Casual Inference Data analysis and other apocrypha

Elasticity and log-log models for practicing data scientists

Models of elasticity and log-log relationships seem to show up over and over in my work. Since I have only a fuzzy, gin-soaked memory of Econ 101, I always have to remind myself of the properties of these models. The commonly used $y = \alpha x ^\beta$ version of this model ends up being pretty easy to interpret, and has wide applicabilty across many domains that actual data scientists work.

It’s everywhere!

I have spent a shocking percentage of my career drawing some version of this diagram on a whiteboard:

image

This relationship has a few key aspects that I notice over and over again:

There’s also a downward-sloping variant, and a lot of the same analysis goes into that as well.
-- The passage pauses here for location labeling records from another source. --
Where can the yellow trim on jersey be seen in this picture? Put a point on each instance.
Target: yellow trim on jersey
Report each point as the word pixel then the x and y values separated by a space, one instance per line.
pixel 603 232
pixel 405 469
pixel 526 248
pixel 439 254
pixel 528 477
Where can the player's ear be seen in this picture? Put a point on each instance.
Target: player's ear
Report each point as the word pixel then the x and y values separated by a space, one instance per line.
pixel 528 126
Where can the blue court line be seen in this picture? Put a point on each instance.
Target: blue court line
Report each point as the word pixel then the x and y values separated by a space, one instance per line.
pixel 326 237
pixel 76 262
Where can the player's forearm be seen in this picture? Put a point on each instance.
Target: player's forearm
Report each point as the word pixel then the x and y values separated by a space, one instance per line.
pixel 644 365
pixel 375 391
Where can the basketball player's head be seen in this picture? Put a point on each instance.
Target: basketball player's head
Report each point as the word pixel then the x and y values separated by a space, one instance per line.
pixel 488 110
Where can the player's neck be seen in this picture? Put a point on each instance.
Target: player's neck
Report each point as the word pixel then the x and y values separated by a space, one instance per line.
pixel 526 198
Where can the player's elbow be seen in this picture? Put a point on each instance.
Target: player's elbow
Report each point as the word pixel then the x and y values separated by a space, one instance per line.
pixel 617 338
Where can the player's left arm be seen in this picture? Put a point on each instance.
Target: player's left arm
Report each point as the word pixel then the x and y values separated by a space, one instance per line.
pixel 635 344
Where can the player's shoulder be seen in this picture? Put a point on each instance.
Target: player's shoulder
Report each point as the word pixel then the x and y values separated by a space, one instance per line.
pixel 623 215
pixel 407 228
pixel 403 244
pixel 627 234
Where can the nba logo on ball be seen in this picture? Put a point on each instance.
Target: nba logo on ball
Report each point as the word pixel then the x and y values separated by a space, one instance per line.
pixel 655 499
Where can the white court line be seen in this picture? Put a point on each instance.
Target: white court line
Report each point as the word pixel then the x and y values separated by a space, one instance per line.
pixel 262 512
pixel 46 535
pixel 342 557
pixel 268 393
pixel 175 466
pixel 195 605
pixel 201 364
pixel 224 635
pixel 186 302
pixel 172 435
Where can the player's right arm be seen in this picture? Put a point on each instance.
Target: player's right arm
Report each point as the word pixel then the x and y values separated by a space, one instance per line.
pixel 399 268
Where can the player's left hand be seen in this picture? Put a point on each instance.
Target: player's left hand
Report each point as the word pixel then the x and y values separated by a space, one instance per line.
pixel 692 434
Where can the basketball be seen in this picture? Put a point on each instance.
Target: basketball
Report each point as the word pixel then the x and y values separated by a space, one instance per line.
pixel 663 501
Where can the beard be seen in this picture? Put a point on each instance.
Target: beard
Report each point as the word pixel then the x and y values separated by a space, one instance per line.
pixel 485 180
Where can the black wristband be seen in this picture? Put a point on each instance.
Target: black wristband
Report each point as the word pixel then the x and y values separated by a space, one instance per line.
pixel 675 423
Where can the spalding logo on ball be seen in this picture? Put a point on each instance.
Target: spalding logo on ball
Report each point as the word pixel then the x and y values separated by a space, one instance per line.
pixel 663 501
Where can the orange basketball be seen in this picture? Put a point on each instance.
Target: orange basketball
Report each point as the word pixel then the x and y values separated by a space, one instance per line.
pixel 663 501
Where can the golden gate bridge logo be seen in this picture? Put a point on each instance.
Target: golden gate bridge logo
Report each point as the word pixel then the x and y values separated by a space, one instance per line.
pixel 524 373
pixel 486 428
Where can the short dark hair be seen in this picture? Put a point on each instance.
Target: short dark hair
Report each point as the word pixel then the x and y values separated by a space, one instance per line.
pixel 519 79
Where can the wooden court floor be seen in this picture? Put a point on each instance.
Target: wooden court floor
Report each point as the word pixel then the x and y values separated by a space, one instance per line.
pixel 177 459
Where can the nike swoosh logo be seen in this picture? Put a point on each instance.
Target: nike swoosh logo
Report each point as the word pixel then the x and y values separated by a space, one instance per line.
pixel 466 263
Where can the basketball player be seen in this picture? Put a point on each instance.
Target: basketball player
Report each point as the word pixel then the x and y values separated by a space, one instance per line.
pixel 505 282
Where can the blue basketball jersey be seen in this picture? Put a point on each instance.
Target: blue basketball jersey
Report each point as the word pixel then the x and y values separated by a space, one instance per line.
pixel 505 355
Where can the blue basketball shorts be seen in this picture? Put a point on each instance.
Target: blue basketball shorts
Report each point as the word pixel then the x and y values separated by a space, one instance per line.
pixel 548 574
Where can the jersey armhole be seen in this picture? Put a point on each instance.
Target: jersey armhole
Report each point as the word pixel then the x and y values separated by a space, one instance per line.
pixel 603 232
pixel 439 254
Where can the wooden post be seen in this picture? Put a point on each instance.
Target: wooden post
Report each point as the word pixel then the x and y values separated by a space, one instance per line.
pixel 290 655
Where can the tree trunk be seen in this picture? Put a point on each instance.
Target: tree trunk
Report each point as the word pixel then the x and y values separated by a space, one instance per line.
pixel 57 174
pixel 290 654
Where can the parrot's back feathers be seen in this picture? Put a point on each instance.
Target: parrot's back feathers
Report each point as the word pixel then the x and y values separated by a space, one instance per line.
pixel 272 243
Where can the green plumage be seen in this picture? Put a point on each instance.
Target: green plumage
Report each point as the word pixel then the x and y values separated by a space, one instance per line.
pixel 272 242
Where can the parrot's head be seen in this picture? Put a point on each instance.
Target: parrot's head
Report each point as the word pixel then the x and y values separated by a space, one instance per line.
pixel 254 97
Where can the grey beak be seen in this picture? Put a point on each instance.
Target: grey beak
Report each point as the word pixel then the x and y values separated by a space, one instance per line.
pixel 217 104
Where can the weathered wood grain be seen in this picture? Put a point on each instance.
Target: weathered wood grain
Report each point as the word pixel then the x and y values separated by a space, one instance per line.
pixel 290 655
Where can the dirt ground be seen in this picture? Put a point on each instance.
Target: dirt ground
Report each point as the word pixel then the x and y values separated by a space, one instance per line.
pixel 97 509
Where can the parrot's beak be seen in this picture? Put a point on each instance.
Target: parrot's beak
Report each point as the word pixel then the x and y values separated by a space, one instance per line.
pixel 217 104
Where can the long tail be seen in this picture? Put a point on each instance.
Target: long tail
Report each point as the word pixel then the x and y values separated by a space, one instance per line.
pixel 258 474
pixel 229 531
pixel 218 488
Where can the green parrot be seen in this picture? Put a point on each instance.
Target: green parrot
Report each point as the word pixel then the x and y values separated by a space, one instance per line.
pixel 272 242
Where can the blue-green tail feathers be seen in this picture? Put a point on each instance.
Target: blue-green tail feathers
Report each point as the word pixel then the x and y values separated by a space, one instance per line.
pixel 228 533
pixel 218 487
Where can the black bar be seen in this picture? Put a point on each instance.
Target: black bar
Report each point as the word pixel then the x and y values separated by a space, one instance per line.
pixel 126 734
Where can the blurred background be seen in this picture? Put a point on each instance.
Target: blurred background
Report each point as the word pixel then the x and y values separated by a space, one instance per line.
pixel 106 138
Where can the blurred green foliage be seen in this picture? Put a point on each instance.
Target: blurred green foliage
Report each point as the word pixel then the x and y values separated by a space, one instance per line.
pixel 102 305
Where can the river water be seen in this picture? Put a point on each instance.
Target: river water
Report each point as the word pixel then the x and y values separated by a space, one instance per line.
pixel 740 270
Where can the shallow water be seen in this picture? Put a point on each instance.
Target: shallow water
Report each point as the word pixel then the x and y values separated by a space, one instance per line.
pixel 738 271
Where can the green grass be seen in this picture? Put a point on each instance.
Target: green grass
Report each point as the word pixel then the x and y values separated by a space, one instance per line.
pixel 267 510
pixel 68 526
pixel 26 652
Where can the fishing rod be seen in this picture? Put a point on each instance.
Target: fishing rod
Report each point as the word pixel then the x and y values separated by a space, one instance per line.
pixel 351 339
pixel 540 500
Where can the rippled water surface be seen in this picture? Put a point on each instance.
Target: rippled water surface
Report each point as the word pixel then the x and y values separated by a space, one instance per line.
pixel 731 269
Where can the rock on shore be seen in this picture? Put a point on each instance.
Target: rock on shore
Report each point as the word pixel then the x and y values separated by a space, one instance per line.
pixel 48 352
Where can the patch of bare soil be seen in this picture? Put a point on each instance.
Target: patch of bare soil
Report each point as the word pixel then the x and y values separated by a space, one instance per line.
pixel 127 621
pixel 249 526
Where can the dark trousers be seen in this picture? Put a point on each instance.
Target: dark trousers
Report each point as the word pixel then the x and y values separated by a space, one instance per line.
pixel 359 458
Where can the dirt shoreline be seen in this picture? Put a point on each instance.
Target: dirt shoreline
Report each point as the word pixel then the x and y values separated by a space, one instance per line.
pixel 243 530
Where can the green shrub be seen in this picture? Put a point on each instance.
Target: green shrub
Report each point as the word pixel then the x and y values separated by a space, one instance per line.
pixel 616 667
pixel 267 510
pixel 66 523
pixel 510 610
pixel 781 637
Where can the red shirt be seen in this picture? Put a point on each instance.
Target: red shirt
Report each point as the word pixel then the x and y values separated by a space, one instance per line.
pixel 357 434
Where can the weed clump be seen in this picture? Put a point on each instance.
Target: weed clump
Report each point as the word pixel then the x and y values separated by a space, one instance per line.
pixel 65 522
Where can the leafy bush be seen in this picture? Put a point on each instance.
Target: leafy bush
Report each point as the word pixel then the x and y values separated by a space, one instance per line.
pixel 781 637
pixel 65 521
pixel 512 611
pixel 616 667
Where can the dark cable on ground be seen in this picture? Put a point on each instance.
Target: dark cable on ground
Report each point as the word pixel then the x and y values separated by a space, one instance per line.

If you’re an economist, or even if you just took econ 101, you likely recognize this. It’s common to model this kind of relationship as $y = ax^b$, a function which has “constant elasticity”, meaning an percent change in input produces the same percent change in output regardless of where you are in the input space. A common example is the Cobb-Douglas production function. The most common examples all seem to be related to price, such as how changes in price affect the amount demanded or supplied.

Lots and lots and lots of measured variables seem to have this relationship. In my own career I’ve seen this shape of input-output relationship show up over and over, even outside the price examples:

To get some intuition, lets look at some examples of how different values of $\alpha$ and $\beta$ affect the shape of this function:

x = np.linspace(.1, 3)

def f(x, a, b):
  return a*x**b

plt.title('Examples of ax^b')
plt.plot(x, f(x, 1, 0.5), label='a=1,b=0.5')
plt.plot(x, f(x, 1, 1.5), label='a=1,b=1.5')
plt.plot(x, f(x, 1, 1.0), label='a=1,b=1.0')
plt.plot(x, f(x, 3, 0.5), label='a=2,b=0.5')
plt.plot(x, f(x, 3, 1.5), label='a=2,b=1.5')
plt.plot(x, f(x, 3, 1.0), label='a=2,b=1.0')
plt.legend()
plt.show()

image

By and large, we see that $\alpha$ and $\beta$ are the analogues of the intercept and slope, that is

Nonetheless, I am not an economist (though I’ve had the pleasure of working with plenty of brilliant people with economics training). If you’re like me, then you might not have these details close to hand. This post is meant to be a small primer for anyone who needs to build models with these kinds of functions.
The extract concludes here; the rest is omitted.